Financial Independence Fairygod Mother insisted upon calling her Madame Pansy, which, dreamy right? She knew just what to say.

“Your financial situation is shit,” she read to Pansy from her clipboard. “Sit here and listen closely.”

Pansy stumbled to seated position and asked, “Do you know the numbers of tonight’s Mega Millions, Financial Independence Fairygod Mother?”

“For the thousandth time, no!” she’d reply in a tone that reminded Pansy very much of her bitchy kindergarten teacher. “My gifts come only in the form of spreadsheets.”

But Pansy continued to smile. She could never be disappointed in her. “Yes, Fairygod Mother.”

“Now where were we,” she continued. “Ah, credit cards. Why on earth do you need so many?”

“Husband made me sign up for them,” Pansy replied. “He said I had to.”

Fairygod Mother pushed her glasses up her nose, a judgmental gesture surely, but she didn’t speak her judgments aloud. “Hmm. And student loans?”

“That was all me,” Pansy said with a duncey grin. “I’m an idiot.”

Fairygod Mother wrote vigorously onto her clipboard until it began to glow orange. Pansy leaped from her seat and backed into her living room corner, just in case the whole thing burst into flames. Fairygod Mother didn’t seem alarmed at all though. She actually smiled for the first time Pansy had ever seen. It was so slight that she almost missed it – the lift of plump cheeks and gentle curve of lips into some semblance of delight from such a rigid woman. Pansy marveled at her.

She herself wanted to be this way – firm, inelastic, unyielding. Pansy’d always pushed those instincts deep down into herself, thinking no man would want such a cold woman. She, instead, morphed into something floppy and easily manipulated. And just look where it’s gotten her, penniless, jobless, and drunk with zero self-respect and bad credit.

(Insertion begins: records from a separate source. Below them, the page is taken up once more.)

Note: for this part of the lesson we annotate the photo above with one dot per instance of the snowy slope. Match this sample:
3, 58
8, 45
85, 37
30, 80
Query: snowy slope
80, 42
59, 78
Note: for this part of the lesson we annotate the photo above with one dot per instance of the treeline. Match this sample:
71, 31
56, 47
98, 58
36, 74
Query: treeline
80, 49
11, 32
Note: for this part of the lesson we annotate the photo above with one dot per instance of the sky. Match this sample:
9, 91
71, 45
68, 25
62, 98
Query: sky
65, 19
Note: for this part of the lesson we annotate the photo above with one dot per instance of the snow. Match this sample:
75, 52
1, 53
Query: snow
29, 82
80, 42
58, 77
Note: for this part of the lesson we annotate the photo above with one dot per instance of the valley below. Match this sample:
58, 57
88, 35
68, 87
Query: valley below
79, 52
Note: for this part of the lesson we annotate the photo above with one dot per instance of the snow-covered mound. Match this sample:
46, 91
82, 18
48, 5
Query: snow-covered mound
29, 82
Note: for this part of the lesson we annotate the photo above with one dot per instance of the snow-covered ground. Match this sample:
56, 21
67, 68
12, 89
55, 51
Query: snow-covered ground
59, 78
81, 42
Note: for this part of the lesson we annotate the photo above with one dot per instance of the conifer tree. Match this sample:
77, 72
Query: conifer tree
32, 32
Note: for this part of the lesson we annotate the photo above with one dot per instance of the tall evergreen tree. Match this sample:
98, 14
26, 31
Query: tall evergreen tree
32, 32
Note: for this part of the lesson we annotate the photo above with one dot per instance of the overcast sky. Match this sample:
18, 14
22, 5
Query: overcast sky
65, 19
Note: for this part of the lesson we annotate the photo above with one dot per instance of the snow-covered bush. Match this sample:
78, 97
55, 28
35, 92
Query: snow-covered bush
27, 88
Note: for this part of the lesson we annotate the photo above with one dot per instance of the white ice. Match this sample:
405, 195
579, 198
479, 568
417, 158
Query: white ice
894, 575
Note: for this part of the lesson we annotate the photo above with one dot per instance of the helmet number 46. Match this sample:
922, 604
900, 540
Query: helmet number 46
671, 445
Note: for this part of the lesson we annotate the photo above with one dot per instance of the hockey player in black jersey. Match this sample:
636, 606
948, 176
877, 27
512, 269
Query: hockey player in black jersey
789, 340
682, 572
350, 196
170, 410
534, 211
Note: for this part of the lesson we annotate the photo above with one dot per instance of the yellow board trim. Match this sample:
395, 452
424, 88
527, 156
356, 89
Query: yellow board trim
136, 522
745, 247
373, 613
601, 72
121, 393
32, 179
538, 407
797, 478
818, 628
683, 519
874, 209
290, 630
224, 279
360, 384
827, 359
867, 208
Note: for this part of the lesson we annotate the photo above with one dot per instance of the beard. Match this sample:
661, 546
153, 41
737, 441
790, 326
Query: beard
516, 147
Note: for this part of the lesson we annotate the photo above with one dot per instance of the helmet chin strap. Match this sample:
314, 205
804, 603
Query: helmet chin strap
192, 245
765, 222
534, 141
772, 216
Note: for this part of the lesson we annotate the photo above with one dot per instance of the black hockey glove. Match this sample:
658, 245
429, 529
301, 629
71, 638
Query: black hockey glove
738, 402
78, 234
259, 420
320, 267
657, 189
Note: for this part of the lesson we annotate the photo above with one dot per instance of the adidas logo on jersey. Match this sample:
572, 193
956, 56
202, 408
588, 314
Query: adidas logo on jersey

“Here,” Fairygod Mother handed Pansy an instructional spreadsheet.

The single page’s header read, “GET YOUR FUCKING SHIT TOGETHER, GIRL!” And just beneath it, an exceptionally detailed, penny by penny accounting of every step Pansy would need to reach the box at the bottom marked “FINANICAL FREEDOM.” Instructions ranged from hundred pack hot dogs to trade in BMW for Mrs. Turner’s Oldsmobile down the street. It reminded Pansy of a grownup version of the Candy Land board game from her youth.  

“How do you know all of this?” Pansy asked while reading the section marked Coffee shops are for dumbasses/ coffeemakers are for winners.

“Why, I’m your Financial Independence Fairygod Mother,” she said before walking through the front door, ducking into her beat up Geo Metro, and sputtering off.